A: In 1952, when I was twelve. My friend, Robert Nunn and I walked to the edge of the St. Lawrence river (we lived in Kingston) and despoiled a canvas board each. His despoiling was better than mine; his painting was bolder, louder and more decisive than mine. He was a barely pubescent Vlaminck or Derain. My painting was timid, abashed. It was a timidity, a diffidence, I then set about to outgrow.
Q: When did you first exhibit?
A: In lots of momentary, glancing-blow places, but my first SERIOUS exhibition was in 1983, at the Jane Corkin Gallery in Toronto. It was a big show of works on Paper. I was forty-three and in the throes of teaching and writing about art—other peoples’ art.

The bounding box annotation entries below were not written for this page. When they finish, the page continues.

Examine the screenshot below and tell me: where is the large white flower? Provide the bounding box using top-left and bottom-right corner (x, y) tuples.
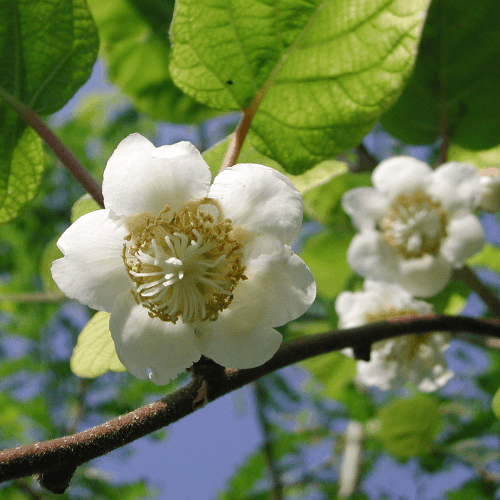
(342, 156), (484, 297)
(52, 134), (316, 384)
(335, 280), (453, 392)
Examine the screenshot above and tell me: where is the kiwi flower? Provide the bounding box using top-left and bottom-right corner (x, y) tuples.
(342, 156), (484, 297)
(52, 134), (316, 384)
(335, 280), (453, 392)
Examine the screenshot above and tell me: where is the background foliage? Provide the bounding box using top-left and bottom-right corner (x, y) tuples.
(0, 0), (500, 500)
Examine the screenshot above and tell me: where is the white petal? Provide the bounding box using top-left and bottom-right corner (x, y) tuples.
(347, 231), (400, 282)
(209, 163), (303, 243)
(52, 210), (131, 312)
(441, 214), (484, 267)
(397, 254), (452, 297)
(195, 318), (283, 369)
(342, 187), (389, 230)
(109, 292), (200, 385)
(372, 156), (432, 199)
(427, 162), (481, 212)
(243, 246), (316, 327)
(102, 134), (211, 215)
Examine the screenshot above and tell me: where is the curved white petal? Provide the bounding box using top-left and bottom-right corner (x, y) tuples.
(347, 230), (400, 282)
(109, 292), (200, 385)
(195, 318), (283, 369)
(209, 163), (303, 243)
(52, 210), (130, 312)
(372, 156), (432, 199)
(440, 214), (484, 267)
(102, 134), (211, 216)
(427, 162), (481, 212)
(397, 254), (452, 297)
(342, 187), (389, 230)
(243, 246), (316, 327)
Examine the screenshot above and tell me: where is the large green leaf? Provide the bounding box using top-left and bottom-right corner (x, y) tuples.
(88, 0), (217, 122)
(0, 0), (99, 223)
(382, 0), (500, 150)
(170, 0), (427, 174)
(203, 134), (347, 191)
(0, 121), (44, 224)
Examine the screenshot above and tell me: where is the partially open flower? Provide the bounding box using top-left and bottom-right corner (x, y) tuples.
(342, 156), (484, 297)
(52, 134), (316, 384)
(335, 280), (453, 392)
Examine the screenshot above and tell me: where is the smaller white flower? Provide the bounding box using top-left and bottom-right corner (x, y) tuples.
(479, 167), (500, 212)
(342, 156), (484, 297)
(335, 280), (453, 392)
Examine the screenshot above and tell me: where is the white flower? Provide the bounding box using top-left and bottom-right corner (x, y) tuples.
(479, 167), (500, 212)
(52, 134), (316, 384)
(335, 280), (453, 392)
(342, 156), (484, 297)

Q: Let’s jump ahead about 40 years. How did your summer-long exhibition at the Periphery come about?
A: Entirely through the kindness and courtliness—the agency—of architect, artist and musician Dimitri Papatheodorou, for whom the Periphery is both a country home and a six-acre estate-wide workshop near the pastoral, pixilated village of Warkworth, Ontario. Papatheodorou describes the Periphery as a landscape containing visual art, music, performance and architecture, seeing it as a “time-based project” where he pursues his painting (in the exquisite new studio he has recently designed and had built) and, in a spacious gallery next to it, mounts summer-long exhibitions of some artist whose work he likes (last summer’s exhibition was of paintings by Toronto-based artist Greg Angus).
Q: What makes up your Periphery exhibition?

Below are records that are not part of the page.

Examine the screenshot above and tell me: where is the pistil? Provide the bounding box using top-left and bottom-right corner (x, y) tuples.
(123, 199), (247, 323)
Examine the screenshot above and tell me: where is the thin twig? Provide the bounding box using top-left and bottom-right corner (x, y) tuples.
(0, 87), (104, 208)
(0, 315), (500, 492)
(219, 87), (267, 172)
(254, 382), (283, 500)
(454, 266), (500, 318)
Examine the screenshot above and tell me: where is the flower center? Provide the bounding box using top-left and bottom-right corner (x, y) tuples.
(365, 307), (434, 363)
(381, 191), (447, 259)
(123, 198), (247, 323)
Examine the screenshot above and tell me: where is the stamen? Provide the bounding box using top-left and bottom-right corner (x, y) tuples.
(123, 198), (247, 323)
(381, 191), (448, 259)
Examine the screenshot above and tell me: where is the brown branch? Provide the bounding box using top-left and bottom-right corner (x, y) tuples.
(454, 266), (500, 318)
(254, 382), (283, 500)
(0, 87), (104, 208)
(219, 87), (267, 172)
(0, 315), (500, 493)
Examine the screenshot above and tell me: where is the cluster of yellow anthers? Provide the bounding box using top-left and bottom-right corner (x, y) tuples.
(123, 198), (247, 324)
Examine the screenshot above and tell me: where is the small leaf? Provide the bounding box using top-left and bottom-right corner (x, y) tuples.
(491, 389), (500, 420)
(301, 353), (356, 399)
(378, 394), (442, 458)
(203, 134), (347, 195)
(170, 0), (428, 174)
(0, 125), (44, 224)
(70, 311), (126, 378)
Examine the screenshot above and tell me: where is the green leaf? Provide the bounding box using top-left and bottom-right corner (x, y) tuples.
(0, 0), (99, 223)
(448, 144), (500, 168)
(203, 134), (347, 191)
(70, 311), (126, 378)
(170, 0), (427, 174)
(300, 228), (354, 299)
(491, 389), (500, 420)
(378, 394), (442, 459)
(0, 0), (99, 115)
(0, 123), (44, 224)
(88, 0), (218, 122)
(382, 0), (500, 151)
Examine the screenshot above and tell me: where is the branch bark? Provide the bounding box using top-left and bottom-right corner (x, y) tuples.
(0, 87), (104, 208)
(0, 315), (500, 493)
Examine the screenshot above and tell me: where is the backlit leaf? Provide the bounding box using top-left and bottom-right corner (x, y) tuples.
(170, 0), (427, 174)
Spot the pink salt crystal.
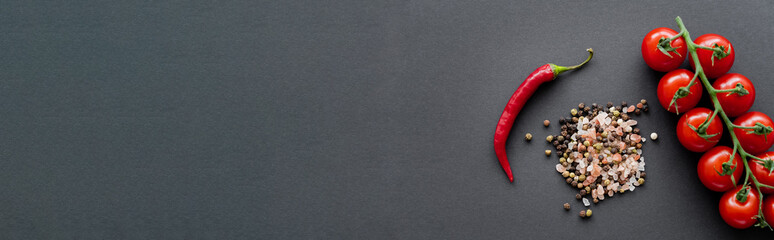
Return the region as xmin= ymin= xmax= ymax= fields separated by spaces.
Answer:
xmin=629 ymin=134 xmax=642 ymax=142
xmin=589 ymin=128 xmax=597 ymax=139
xmin=612 ymin=153 xmax=621 ymax=162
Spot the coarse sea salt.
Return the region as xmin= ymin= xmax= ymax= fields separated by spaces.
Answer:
xmin=555 ymin=101 xmax=648 ymax=212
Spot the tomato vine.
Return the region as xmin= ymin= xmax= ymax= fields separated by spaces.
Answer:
xmin=659 ymin=17 xmax=774 ymax=230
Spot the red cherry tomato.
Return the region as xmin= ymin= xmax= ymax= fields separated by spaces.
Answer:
xmin=712 ymin=73 xmax=755 ymax=117
xmin=688 ymin=33 xmax=736 ymax=78
xmin=656 ymin=69 xmax=704 ymax=113
xmin=697 ymin=146 xmax=744 ymax=192
xmin=734 ymin=112 xmax=774 ymax=154
xmin=763 ymin=195 xmax=774 ymax=228
xmin=677 ymin=107 xmax=723 ymax=152
xmin=640 ymin=27 xmax=688 ymax=72
xmin=747 ymin=152 xmax=774 ymax=195
xmin=719 ymin=186 xmax=760 ymax=229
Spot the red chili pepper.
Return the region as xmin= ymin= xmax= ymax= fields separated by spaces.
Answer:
xmin=494 ymin=48 xmax=594 ymax=182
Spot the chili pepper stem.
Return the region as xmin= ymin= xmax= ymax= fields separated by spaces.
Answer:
xmin=550 ymin=48 xmax=594 ymax=78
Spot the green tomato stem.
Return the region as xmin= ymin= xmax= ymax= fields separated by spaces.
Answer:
xmin=675 ymin=16 xmax=774 ymax=230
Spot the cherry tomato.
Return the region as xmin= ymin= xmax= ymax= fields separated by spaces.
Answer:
xmin=677 ymin=107 xmax=723 ymax=152
xmin=763 ymin=195 xmax=774 ymax=228
xmin=697 ymin=146 xmax=744 ymax=192
xmin=734 ymin=112 xmax=774 ymax=154
xmin=712 ymin=73 xmax=755 ymax=117
xmin=719 ymin=186 xmax=760 ymax=229
xmin=656 ymin=69 xmax=704 ymax=113
xmin=640 ymin=27 xmax=688 ymax=72
xmin=688 ymin=33 xmax=736 ymax=78
xmin=747 ymin=152 xmax=774 ymax=194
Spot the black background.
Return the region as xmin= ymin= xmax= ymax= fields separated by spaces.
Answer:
xmin=0 ymin=1 xmax=774 ymax=239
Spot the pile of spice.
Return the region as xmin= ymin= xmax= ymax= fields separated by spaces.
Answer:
xmin=546 ymin=99 xmax=648 ymax=211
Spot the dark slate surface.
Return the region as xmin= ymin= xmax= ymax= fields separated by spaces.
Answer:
xmin=0 ymin=1 xmax=774 ymax=239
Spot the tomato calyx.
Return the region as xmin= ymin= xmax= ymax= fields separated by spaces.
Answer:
xmin=668 ymin=80 xmax=696 ymax=114
xmin=754 ymin=217 xmax=771 ymax=229
xmin=696 ymin=111 xmax=724 ymax=142
xmin=736 ymin=186 xmax=750 ymax=203
xmin=715 ymin=160 xmax=737 ymax=177
xmin=715 ymin=83 xmax=750 ymax=97
xmin=751 ymin=156 xmax=774 ymax=174
xmin=734 ymin=122 xmax=774 ymax=142
xmin=711 ymin=43 xmax=728 ymax=66
xmin=658 ymin=37 xmax=682 ymax=58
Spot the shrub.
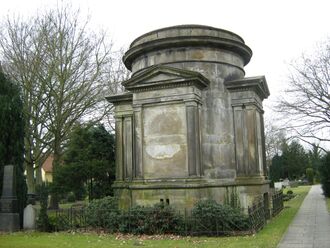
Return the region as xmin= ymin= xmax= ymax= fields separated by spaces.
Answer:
xmin=192 ymin=200 xmax=249 ymax=233
xmin=306 ymin=168 xmax=314 ymax=184
xmin=86 ymin=196 xmax=121 ymax=232
xmin=36 ymin=184 xmax=52 ymax=232
xmin=319 ymin=152 xmax=330 ymax=197
xmin=66 ymin=192 xmax=76 ymax=202
xmin=119 ymin=204 xmax=184 ymax=234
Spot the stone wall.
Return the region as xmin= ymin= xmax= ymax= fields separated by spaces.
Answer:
xmin=107 ymin=25 xmax=269 ymax=211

A: It’s in two parts. The first is a small retrospective, a mounting of a dozen works on paper from 2005 to 2015. The second part, titled Passatempi, Painting in the Meantime, is a wall-sized array of about 75 recent small paintings (acrylic with collage) on rough hunks of raw cardboard, some of them (my favourites) only a few inches wide.
Q: What are they like?
A: They’re muscular and messy, wildly gestural, impatient, ecstatic, frenetic and as far as I’m concerned, almost unbearably beautiful. They make my chest tight.
Q: They are, as you say, awfully small. Why?
A: Because they are painted on very small pieces of throwaway cardboard—distaff, disreputable, ignoble shardsof cardboard, a lot of which come to me as the wrappings around books I’ve ordered or the boxes some foodstuffs like pasta come in. I save them all for painting. I love cardboard. I like its used look. It has a history.
Q: When do you paint?
A: Between writing poems. Which is to say, all the time.
Q: How long do you spend on a painting?
A: About 2-3 minutes. 5 minutes tops.
Q: What’s the rush?
A: I’m getting old. I’m eighty-five now.
Q: That’s the reason?
A: Nah. In fact, I’ve always worked that way. Back in 2010, when I was exhibiting my 1 Minute Cereal Box Landscapes everywhere, each one of them took me only a minute apiece. I’d make a whole exhibition in an hour. Labouring over a painting is okay, I guess, if you’re Magritte or somebody.
Q: What do you like about these rapid-fire cardboards?
A: Their hecticity, the rush of them, the meaning (sometimes august, symbolic and even mythic) that always—always—emerges from them. Not one of them is ever non-representational. And yet not one of them knows where it’s going when it starts out.
Q: What if you make a mistake?
A: I can’t. If a painting begins not to work—to bore me, for example—I subject it to some cleansing, cataclysmic event, like a sluicing of white paint—and then I start in to fix it. I haven’t lost one yet.
Q: How did you decide on their installation?
A: Dimitri did that. He’s an architect. He has a perfect sense of form.